Sem se importar com a jóia, Cecília ainda impressionada pelo quadro horrível que presenciara, tomou as mãos do índio e perguntou-lhe com sofreguidão:
— Não estás mordido, Peri?... Não sofres?... Dize!
O índio olhou-a admirado do susto que via no seu semblante.
— Tiveste medo, senhora?
— Muito! exclamou a menina.
O índio sorriu.
— Peri é um selvagem, filho das florestas; nasceu no deserto, no meio das cobras; elas conhecem Peri e o respeitam.
(...)
Tinha-lhe bastado a luz do seu facho e o canto da cauã que ele imitava perfeitamente para evitar os répteis venenosos que são devorados por essa ave. Com este simples expediente de que os selvagens ordinariamente se serviam quando atravessavam as matas de noite, Peri descera e tivera a felicidade de encontrar presa aos ramos de uma trepadeira a bolsa de seda (...)
Entretanto Cecília que não podia compreender como um homem passava assim no meio de tantos animais venenosos sem ser ofendido por eles, atribuía a salvação do índio a um milagre, e considerava a ação simples e natural que acabava de praticar como um heroísmo admirável. (...)
A caixinha continha um simples bracelete de pérolas; mas estas eram do mais puro esmalte e lindas como pérolas que eram; bem mostravam que tinham sido escolhidas pelos olhos de Álvaro, e destinadas ao braço de Cecília.
A menina admirou-as um momento com o sentimento de faceirice que é inato na mulher, e lhe serve de sétimo sentido; pensou que devia ir-lhe bem esse bracelete; levada por esta idéia cingiu-o ao braço, e mostrou a Peri que a contemplava satisfeito de si mesmo.
— Peri sente uma coisa.
— O quê?
— Não ter contas mais bonitas do que estas para dar-te.
— E por que sentes isso?
— Porque te acompanhariam sempre.
Cecília sorriu; ia fazer uma travessura.
— Assim, tu ficarias contente se tua senhora em vez de trazer este bracelete, trouxesse um presente dado por ti?
— Muito.
— E o que me dás tu para que eu me faça bonita? perguntou a menina gracejando.
O índio correu os olhos ao redor de si e ficou triste; podia dar a sua vida, que de nada valia; mas onde iria ele, pobre selvagem, buscar um adorno digno de sua senhora!
Cecília teve pena do seu embaraço.
— Vai buscar uma flor que tua senhora deitará nos seus cabelos, em vez deste bracelete que ela nunca deitará no seu braço.
Estas últimas palavras foram ditas com um tom de energia, que revelava a firmeza do caráter desta menina; ela fechou outra vez o bracelete na caixa e ficou um momento melancólica e pensativa.

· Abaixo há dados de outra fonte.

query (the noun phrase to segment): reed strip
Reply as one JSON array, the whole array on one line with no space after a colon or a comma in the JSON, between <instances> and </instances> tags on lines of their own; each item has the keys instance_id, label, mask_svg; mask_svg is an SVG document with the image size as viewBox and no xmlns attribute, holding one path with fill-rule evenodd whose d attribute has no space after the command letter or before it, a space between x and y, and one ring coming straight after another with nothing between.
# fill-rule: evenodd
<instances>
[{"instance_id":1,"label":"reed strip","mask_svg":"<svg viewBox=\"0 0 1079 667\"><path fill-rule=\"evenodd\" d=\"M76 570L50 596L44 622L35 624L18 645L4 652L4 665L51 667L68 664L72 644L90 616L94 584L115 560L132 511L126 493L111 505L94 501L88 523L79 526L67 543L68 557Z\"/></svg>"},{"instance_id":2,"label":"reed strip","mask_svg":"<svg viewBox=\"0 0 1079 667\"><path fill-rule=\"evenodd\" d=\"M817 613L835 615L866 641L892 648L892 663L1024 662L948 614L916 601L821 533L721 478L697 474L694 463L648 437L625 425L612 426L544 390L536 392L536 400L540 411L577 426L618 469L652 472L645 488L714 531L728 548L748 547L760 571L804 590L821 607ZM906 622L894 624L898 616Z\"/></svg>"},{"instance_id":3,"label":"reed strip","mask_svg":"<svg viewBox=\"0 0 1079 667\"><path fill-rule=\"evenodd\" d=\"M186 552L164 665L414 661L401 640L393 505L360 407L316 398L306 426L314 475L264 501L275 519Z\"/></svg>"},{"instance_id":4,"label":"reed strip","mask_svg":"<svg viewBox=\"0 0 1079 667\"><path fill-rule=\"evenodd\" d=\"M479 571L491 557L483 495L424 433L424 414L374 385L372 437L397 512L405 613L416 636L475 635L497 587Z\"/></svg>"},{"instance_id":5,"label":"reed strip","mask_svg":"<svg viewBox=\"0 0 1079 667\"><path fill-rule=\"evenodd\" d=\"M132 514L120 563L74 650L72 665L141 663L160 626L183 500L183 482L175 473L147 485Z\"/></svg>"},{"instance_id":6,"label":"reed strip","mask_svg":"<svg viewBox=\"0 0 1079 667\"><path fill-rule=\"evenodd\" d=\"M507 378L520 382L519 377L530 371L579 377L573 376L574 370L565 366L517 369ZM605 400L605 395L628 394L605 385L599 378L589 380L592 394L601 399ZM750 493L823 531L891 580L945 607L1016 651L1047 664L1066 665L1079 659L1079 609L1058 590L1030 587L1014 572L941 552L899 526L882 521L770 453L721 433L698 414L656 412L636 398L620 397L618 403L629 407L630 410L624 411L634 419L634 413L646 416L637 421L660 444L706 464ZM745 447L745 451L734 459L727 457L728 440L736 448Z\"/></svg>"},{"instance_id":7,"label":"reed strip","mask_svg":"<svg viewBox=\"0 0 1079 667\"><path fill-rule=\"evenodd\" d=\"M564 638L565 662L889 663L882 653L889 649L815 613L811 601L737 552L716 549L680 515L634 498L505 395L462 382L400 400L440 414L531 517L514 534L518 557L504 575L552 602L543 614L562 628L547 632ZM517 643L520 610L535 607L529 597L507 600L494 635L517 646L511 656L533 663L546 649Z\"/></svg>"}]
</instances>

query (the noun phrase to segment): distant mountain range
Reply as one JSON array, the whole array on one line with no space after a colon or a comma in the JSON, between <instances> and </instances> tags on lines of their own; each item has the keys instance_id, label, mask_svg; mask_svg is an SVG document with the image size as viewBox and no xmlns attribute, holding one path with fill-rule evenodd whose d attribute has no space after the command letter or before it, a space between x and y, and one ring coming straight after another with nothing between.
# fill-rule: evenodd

Peri voltou trazendo uma linda flor silvestre que encontrara no jardim; era uma parasita aveludada, de lindo escarlate. A menina prendeu a flor nos cabelos, satisfeita por ter cumprido um inocente desejo de Peri, que só vivia para cumprir os seus; e dirigiu-se ao quarto de sua prima, ocultando no seio a caixinha de veludo.